Crappy Little Homes for the Homeless

Mini homes homelessIt seems like on almost a weekly basis I get an email, Facebook message, or Twitter link from someone thoughtful who says, “Hey Abe, did you see this?”  What then follows is a link to a story about building mini homes for the homeless. And there are a lot of these going on, almost all from the U.S.

There’s this one.

And this one.

This one promoted by someone pretty big in the homeless serving community.

This fancy infographic one.

And there are many others. It seems that the mini homes for the homeless is a pretty popular movement. And I get where they are coming from with this. If the idea is that homelessness is about lack of shelter, and we need quick solutions for shelters, then giving away tents, cardboard boxes, or building wooden boxes is a form of solution.

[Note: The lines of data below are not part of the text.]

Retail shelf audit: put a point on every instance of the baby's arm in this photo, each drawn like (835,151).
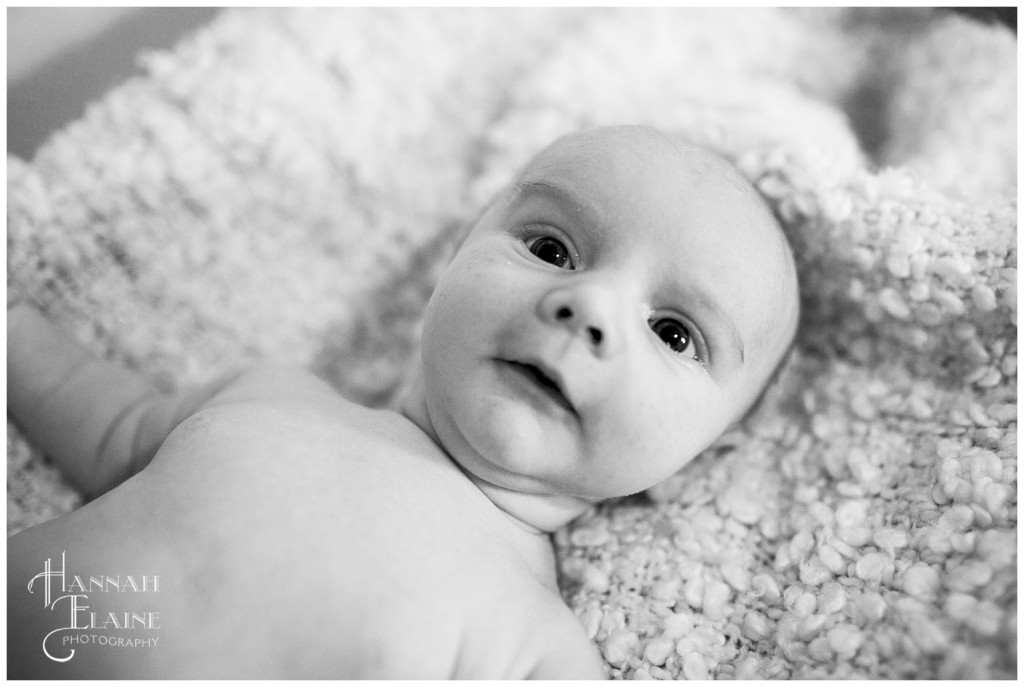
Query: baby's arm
(98,422)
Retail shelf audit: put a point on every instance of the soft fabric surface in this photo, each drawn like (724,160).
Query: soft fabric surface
(287,184)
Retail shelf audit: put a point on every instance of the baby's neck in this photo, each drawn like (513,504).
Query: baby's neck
(535,513)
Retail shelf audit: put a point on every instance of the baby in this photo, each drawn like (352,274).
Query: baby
(616,308)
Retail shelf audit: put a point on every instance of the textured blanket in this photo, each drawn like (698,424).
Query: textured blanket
(287,184)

The problem is we’ve been here before, it was before the mid 1960’s, and they were called slums.

The infographic idea actually sets up the issue very well, it speaks to the growth in need, how homelessness is very much about poverty and the inability to meet basic needs, and contains all kind of neat ideas to integrate such as environmental sustainability and food security. My issue with all of these is not the intent, it’s that we can and we are doing better in addressing homelessness.  As I mentioned recently, addressing homelessness is about ending homelessness. Crappy little homes is not what we envision when we envision ending homelessness, it is just a shift of people into nouveau-hip slums with prettier colours.

Instead, we have the resources, expertise, and motivation to truly move all people into a dignified, adequate, and affordable home. It is going to take some work, but lets not reduce the quality of our vision for the sake of expediency.

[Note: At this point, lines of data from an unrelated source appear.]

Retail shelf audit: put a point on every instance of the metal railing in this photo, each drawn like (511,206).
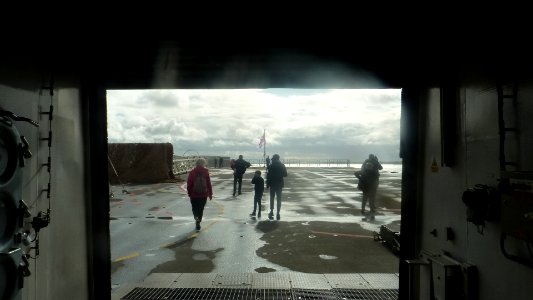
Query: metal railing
(184,165)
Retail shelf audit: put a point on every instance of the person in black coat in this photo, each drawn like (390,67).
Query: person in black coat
(259,188)
(239,167)
(275,174)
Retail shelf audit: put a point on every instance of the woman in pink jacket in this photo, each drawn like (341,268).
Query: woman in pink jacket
(198,189)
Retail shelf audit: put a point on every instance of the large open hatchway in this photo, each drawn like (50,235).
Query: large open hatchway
(322,230)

3 thoughts on “Crappy Little Homes for the Homeless

  1. It’s nice to have a vision but the vision I see is the city of London kicking people out of emergency shelters and on to the street. The city of London has no intention of moving the majority of homeless people into a dignified, adequate and affordable home which they don’t have to do but I ask the tough question why do all the homeless people in housing first programs deserve housing over the other homeless? When the city forces the homeless in London out of shelters to sleep outside these crappy little homes will seem like a pretty good idea.

      • I think the whole system should be housing first for everyone but I have seen nothing to indicate the city of London will move in that direction which is unfortunate. Emergency shelters help but like someone once said “kindness and clean socks are not enough, everybody deserves housing first.”